El 2 de abril de 1836 contrajo matrimonio con Catherine Thompson Hogarth, hija del director del periódico donde había trabajado y en donde se difundirían, entre ese año y 1837, sus novelas Los papeles póstumos del Club Pickwick, Oliver Twist y Nicholas Nickleby. Tendría con ella, por igual y pasado el primer encandilamiento, diez hijos y un matrimonio infeliz.
En estos años evolucionó en su escritura de una narrativa de estilo ligero a otra igualmente atrayente pero a la vez socialmente comprometida, que mantendría en adelante.
En David Copperfield recoge en la fantasía, mediante la familia Micawber, la terrible realidad sufrida en persona y lo que implicaba ir a prisión por deudas. También recoge en el relato en primera persona de Copperfield, como un verdadero alter ego suyo, muchas de sus propias vivencias: largas y pesadas jornadas fabriles, la labor en un bufete de abogados, los sueños de escribir.
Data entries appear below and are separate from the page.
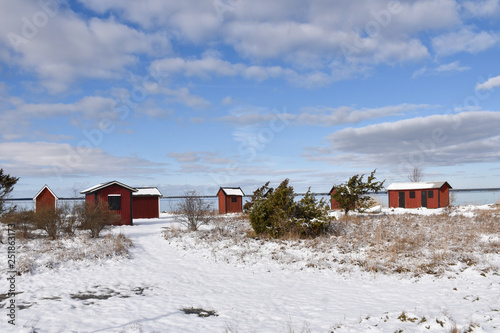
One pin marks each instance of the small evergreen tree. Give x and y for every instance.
(194, 211)
(276, 213)
(7, 183)
(353, 195)
(311, 216)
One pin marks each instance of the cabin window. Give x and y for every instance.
(114, 202)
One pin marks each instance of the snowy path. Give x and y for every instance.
(146, 293)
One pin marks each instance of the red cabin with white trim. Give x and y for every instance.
(421, 194)
(230, 200)
(118, 197)
(45, 198)
(146, 203)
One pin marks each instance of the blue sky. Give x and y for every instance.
(201, 94)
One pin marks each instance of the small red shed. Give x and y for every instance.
(230, 200)
(335, 204)
(146, 203)
(421, 194)
(45, 198)
(118, 196)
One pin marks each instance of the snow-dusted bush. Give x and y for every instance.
(276, 213)
(23, 221)
(193, 211)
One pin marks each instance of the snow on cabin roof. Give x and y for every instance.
(43, 188)
(415, 186)
(147, 191)
(103, 185)
(233, 191)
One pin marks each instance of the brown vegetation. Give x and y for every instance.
(407, 244)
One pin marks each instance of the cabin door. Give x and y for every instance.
(424, 199)
(402, 200)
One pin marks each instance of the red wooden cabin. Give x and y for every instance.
(230, 200)
(422, 194)
(118, 197)
(335, 204)
(146, 203)
(45, 198)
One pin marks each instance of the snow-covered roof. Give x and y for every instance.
(147, 191)
(233, 191)
(43, 188)
(103, 185)
(415, 186)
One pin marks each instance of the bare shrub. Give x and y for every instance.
(193, 211)
(23, 221)
(402, 244)
(96, 217)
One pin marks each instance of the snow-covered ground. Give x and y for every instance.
(146, 292)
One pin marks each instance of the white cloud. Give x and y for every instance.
(67, 47)
(468, 137)
(18, 116)
(228, 100)
(319, 116)
(482, 8)
(326, 116)
(464, 40)
(489, 84)
(441, 69)
(183, 96)
(44, 159)
(193, 20)
(186, 157)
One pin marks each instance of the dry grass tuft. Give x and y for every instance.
(41, 254)
(403, 244)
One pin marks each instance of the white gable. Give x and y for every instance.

También en Oliver Twist hay mucho de su pasado como niño desamparado, entre otras facetas que trasladó al papel.
En 1849 fundó el semanario “HouseoldWords”, en el que publicó dos de sus obras más consideradas por la crítica: La casa desierta y Tiempos difíciles, además de otras obras de autores menos conocidos. También se reprodujeron en dicha publicación algunos ensayos, todos ellos orientados a propugnar una reforma social y laboral.
La publicación en los periódicos de sus novelas en sucesivas entregas creó una relación especial con su público, sobre el cual llegó a ejercer una importante influencia, y en sus textos se pronunció de manera más o menos directa sobre los asuntos de su tiempo. Despertó la conciencia social de muchos y contribuyó a impulsar no pocas medidas para morigerar la situación de los menos favorecidos en la sociedad.
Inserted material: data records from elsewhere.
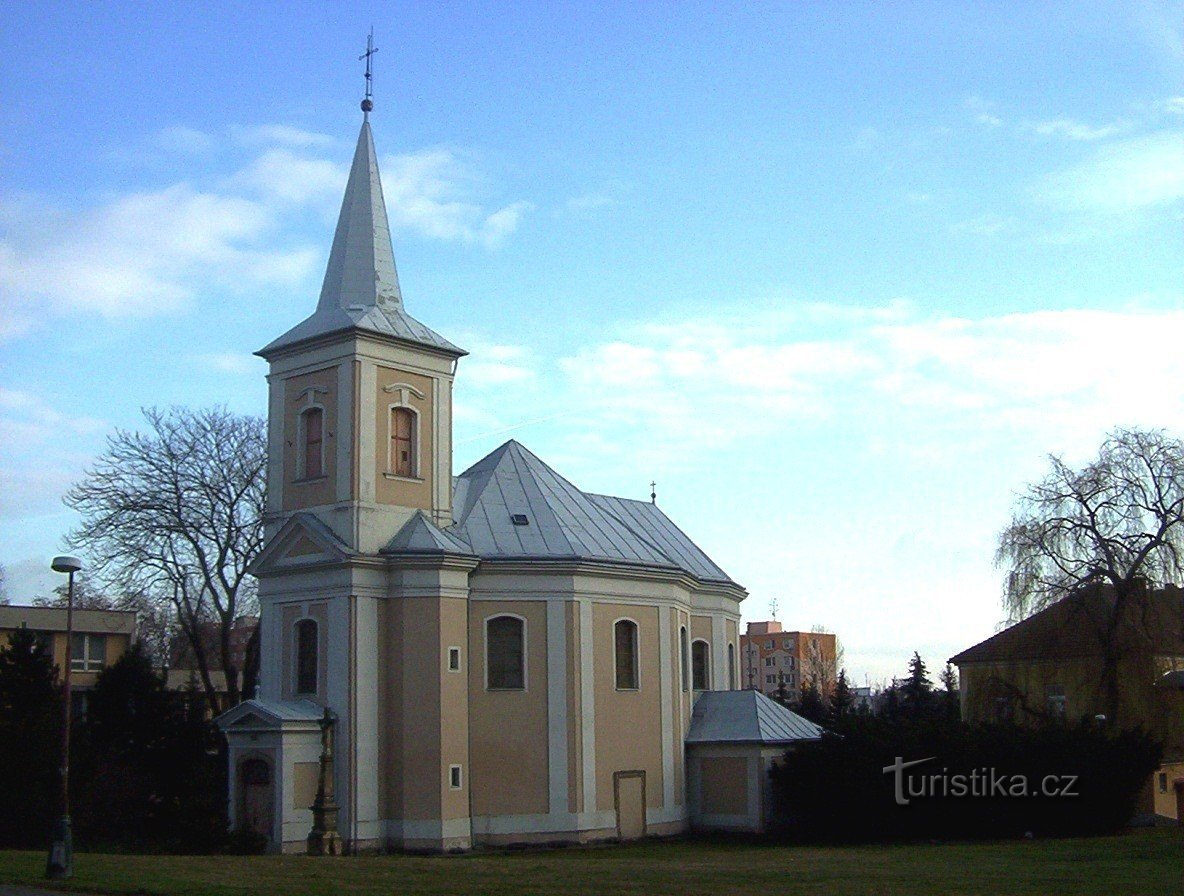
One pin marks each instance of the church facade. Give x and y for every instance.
(508, 658)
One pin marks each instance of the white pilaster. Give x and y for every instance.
(557, 704)
(587, 706)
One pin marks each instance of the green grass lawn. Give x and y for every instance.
(1144, 862)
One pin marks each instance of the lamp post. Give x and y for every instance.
(60, 862)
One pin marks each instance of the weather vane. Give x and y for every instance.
(368, 103)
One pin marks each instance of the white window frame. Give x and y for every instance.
(707, 668)
(637, 653)
(526, 656)
(401, 393)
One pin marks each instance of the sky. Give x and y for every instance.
(838, 277)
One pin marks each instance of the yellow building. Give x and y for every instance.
(100, 638)
(1048, 668)
(509, 658)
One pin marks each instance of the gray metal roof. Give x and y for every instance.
(555, 520)
(746, 717)
(272, 710)
(420, 535)
(361, 285)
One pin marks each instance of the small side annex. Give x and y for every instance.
(738, 736)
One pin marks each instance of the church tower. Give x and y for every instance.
(360, 405)
(354, 617)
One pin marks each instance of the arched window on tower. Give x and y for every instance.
(311, 425)
(700, 665)
(403, 442)
(683, 658)
(306, 656)
(624, 640)
(506, 653)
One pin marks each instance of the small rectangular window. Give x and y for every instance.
(88, 652)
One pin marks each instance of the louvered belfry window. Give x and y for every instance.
(403, 444)
(314, 443)
(504, 653)
(306, 656)
(625, 638)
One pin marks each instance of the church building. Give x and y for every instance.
(507, 658)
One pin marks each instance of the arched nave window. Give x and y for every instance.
(506, 652)
(624, 639)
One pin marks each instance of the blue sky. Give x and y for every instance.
(838, 276)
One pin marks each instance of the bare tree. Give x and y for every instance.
(175, 515)
(1115, 523)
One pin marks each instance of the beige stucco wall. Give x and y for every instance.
(321, 490)
(628, 722)
(397, 490)
(508, 729)
(724, 785)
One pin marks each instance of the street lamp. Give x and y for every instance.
(60, 862)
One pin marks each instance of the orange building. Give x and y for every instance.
(770, 656)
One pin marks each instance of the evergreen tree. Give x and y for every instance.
(30, 741)
(149, 773)
(812, 706)
(951, 696)
(917, 690)
(841, 702)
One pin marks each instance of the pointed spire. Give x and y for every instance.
(361, 285)
(361, 274)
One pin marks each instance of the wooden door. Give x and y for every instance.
(629, 793)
Quiso, al morir, ser enterrado sin honores. «De forma barata, sin ostentaciones y estrictamente privada», afirmó. Además, solicitó que jamás se erigiera una estatua en su nombre, cosa respetada hasta 1981, ciento once años después de su muerte.
Pese a todas sus contribuciones a la mejora de la sociedad de su tiempo, todavía detestaba muchas de sus miserias e injusticias.
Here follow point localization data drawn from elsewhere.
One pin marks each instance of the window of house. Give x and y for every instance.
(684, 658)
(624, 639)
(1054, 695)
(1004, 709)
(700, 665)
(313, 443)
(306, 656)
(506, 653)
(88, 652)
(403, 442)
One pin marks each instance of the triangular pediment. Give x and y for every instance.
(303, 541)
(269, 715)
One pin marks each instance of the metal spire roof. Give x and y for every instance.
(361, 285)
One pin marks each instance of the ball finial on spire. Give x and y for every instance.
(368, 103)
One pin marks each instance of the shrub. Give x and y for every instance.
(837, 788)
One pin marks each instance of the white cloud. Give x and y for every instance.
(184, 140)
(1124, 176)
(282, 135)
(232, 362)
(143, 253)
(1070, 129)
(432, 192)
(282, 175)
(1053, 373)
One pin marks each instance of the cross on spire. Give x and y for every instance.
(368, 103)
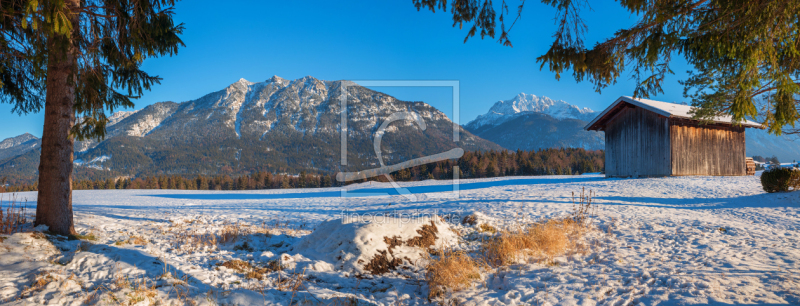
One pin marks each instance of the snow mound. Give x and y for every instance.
(376, 246)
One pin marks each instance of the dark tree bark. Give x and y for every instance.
(54, 203)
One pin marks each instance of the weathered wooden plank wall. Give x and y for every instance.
(707, 150)
(637, 144)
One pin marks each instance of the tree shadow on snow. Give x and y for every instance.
(377, 191)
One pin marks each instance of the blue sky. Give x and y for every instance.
(369, 40)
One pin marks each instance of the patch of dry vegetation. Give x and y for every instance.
(251, 271)
(136, 240)
(541, 241)
(13, 218)
(453, 271)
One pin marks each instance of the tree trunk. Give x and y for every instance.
(54, 203)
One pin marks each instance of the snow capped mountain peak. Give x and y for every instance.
(15, 141)
(505, 110)
(277, 80)
(119, 115)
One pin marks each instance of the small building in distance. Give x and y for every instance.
(647, 138)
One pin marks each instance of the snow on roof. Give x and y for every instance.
(666, 109)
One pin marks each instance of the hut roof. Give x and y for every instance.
(665, 109)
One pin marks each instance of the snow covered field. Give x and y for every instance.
(665, 241)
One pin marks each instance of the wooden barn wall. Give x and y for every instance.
(707, 150)
(637, 144)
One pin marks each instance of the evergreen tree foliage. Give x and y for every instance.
(745, 54)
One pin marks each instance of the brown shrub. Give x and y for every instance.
(237, 265)
(13, 218)
(543, 240)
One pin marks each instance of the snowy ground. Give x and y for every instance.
(675, 240)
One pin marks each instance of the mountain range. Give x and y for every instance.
(288, 126)
(529, 122)
(279, 125)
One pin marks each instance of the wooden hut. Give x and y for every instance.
(652, 138)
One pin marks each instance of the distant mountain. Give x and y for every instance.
(529, 122)
(18, 145)
(277, 125)
(535, 131)
(503, 111)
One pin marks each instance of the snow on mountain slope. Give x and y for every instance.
(503, 111)
(278, 124)
(18, 145)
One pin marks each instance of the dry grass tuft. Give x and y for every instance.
(237, 265)
(452, 271)
(486, 228)
(541, 241)
(137, 240)
(89, 237)
(13, 218)
(470, 220)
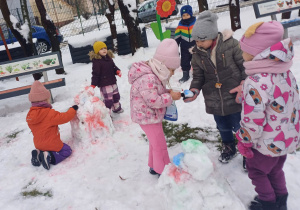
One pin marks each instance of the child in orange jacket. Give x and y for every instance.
(43, 122)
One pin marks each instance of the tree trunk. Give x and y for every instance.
(202, 5)
(234, 10)
(50, 30)
(26, 45)
(132, 27)
(111, 19)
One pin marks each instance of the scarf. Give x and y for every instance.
(187, 22)
(160, 70)
(41, 104)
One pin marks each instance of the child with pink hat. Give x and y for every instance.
(149, 99)
(269, 124)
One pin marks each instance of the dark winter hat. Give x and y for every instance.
(205, 27)
(38, 92)
(186, 9)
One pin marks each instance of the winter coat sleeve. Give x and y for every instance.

Había conocido las rígidas leyes victorianas del otro lado de los estrados judiciales: como pasante de abogados, como taquígrafo en las cortes y… como víctima de ellas.
Nunca olvidó de dónde venía y por lo que había tenido que pasar para llegar al renombre que da el éxito y reconocimiento público. En lugar de ser complaciente, usó su pluma para mejorar la sociedad de su tiempo. Sus últimos años y su última voluntad lo muestran no muy conforme con lo conseguido.
A pesar de ser considerado por muchos entonces y ahora, y sin ser abogado ni pisar nunca una corte en tal papel, como el mayor defensor de aquellos a quien nadie tenía en la menor consideración.